From the Porcine to the Ridiculous: Veterinary Drugmaker Sues FDA for Alleged APA Violations
January 18, 2024A new lawsuit against FDA is the latest happening in the veterinary drugs space and, by extension, FDA’s Center for Veterinary Medicine (CVM). We blogged about CVM last week and explained the increasing attention to animal health products due to the expansion of the animal and pet product market. Phibro Animal Health Corp. has filed suit in the D.C. District Court challenging FDA’s plan to remove their products from the market.
Specifically, FDA is looking to remove a drug called carbadox from the market. Used for over 50 years, carbadox is an antimicrobial drug used to treat gastrointestinal disease in pigs. Last November, FDA published a notice of a proposal to withdraw approval of the three carbadox New Animal Drug Applications (“NADAs”) under 21 U.S.C. 360b(d)(1)(I). That section of the FDCA allows the Agency to issue an order refusing to approve a drug if substantial evidence shows it to be carcinogenic. But did FDA pig out?
FDA says that since the approval of carbadox, new evidence about residue from the drug remaining in pork products has come to light. That evidence now leads FDA to believe that old testing methods used for approval are inadequate to measure the cancer risk that the drug poses. According to FDA, the more recent evidence shows that carbadox residues stick around in processed pork longer than was previously understood. In light of this new data and improved science, FDA has determined that carbadox must come off the market.
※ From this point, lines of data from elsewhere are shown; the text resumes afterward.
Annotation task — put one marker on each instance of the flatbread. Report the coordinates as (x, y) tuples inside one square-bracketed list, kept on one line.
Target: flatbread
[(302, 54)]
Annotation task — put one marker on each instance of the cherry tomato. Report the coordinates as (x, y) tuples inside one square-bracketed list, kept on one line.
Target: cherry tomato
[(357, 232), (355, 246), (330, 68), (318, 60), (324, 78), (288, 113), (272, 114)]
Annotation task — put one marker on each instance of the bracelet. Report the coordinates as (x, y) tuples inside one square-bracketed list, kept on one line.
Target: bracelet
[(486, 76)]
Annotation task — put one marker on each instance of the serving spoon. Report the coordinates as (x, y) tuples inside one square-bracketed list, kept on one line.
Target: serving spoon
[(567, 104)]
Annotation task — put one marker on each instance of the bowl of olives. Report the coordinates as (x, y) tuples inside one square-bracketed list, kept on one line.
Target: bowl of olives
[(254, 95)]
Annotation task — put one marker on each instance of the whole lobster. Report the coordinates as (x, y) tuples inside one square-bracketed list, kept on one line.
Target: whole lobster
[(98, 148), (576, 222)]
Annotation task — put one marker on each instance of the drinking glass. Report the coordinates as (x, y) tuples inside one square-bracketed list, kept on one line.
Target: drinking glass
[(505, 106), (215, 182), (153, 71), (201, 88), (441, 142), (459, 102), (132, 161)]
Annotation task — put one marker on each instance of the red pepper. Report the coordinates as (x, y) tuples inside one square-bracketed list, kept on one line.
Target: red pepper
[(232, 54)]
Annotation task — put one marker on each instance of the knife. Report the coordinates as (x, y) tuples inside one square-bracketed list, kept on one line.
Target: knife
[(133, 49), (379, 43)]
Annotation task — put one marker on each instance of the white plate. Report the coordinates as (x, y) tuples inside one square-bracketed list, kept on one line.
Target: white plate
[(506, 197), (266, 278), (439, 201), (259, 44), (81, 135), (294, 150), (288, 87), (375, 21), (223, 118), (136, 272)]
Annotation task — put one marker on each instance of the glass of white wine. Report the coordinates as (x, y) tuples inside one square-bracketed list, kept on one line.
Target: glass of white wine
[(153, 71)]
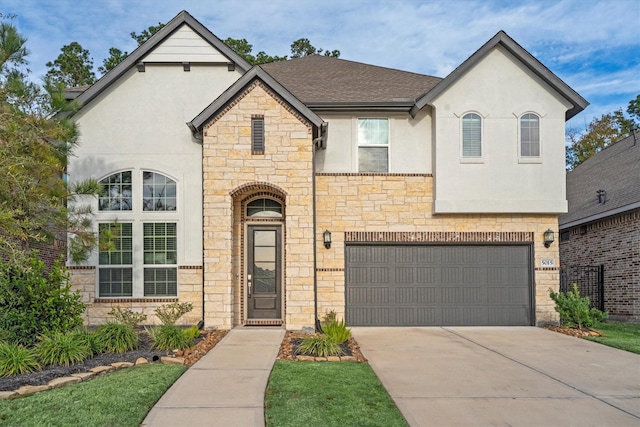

Phibro holds the three NADAs at issue here, and the company, unsurprisingly, vehemently disagrees with FDA. In its whopping 70-page complaint. Phibro is asking for judicial review of FDA’s decision, claiming that the Agency skirted its responsibilities under the Administrative Procedures Act (“APA”). Phibro alleges that once FDA determined internally that carbadox was a danger to the pork-eating public, it “took shortcuts by issuing its orders without conducting an evidentiary hearing mandated by statute.”
Indeed, according to the company, FDA’s revocation of the regulatory method of testing that landed the carbadox approval is all a pretext to remove the drug from the market without an evidentiary hearing that Phibro claims would reinforce the drug’s safety. The company asserts that carbadox residues fall below dangerous levels before the products hit consumers’ plates, and that the Agency’s anti-carbadox bias and failure to follow the mandated regulatory procedures violated the “the FDCA, FDA’s regulations, the APA, and due process.”
Carbadox has had a tortured approval history. FDA has expressed concerns about risks to consumers since the drug was approved. At that time, the Agency allowed it to stay on the market under a program that tested edible portions of pigs, a method FDA now claims is not sufficient. The EU prohibited it in 1999, almost immediately after FDA approved the testing methods at issue here, and Canada banned it in 2006. In 2016, FDA again threatened to remove it, but ultimately took no action for reasons that remain unclear.
FDA now says that this long prologue put Phibro on notice that its bacon was close to the fire. In its public website message about carbadox, FDA notes that “[b]ecause the FDA first made public its concern regarding the adequacy of the 1998-approved [testing] method with regard to carbadox in 2016, the swine industry has had the opportunity to consider and mitigate potential impacts of this action for several years.”
We will see how FDA responds to the suit, but we also note that Phibro’s complaint prominently uses internal communications from FDA, obtained via FOIA, to make its case that the Agency’s bias prompted the alleged shortcuts in administrative procedure. Included in those messages are staff assertions that further consideration of this issue is a “waste of time” given the current state of the evidence, as well as an unfortunate allegation that during a public meeting, Agency officials “exchanged Internet memes lampooning Phibro’s representative while she presented the company’s evidence and legal arguments.” One image was of a small violin with the caption “Aww, you poor thing” sarcastically emblazoned below it.
While these may be distractions from the real question—whether the Agency followed APA requirements in withdrawing Phibro’s NADAs—they certainly aren’t a good look for the Agency. FDA has not responded to the suit yet, but its litigators from the Department of Justice are going to need to figure out if they want to respond to the allegations of bias as viewed through this window into how the FDA policy sausage is made.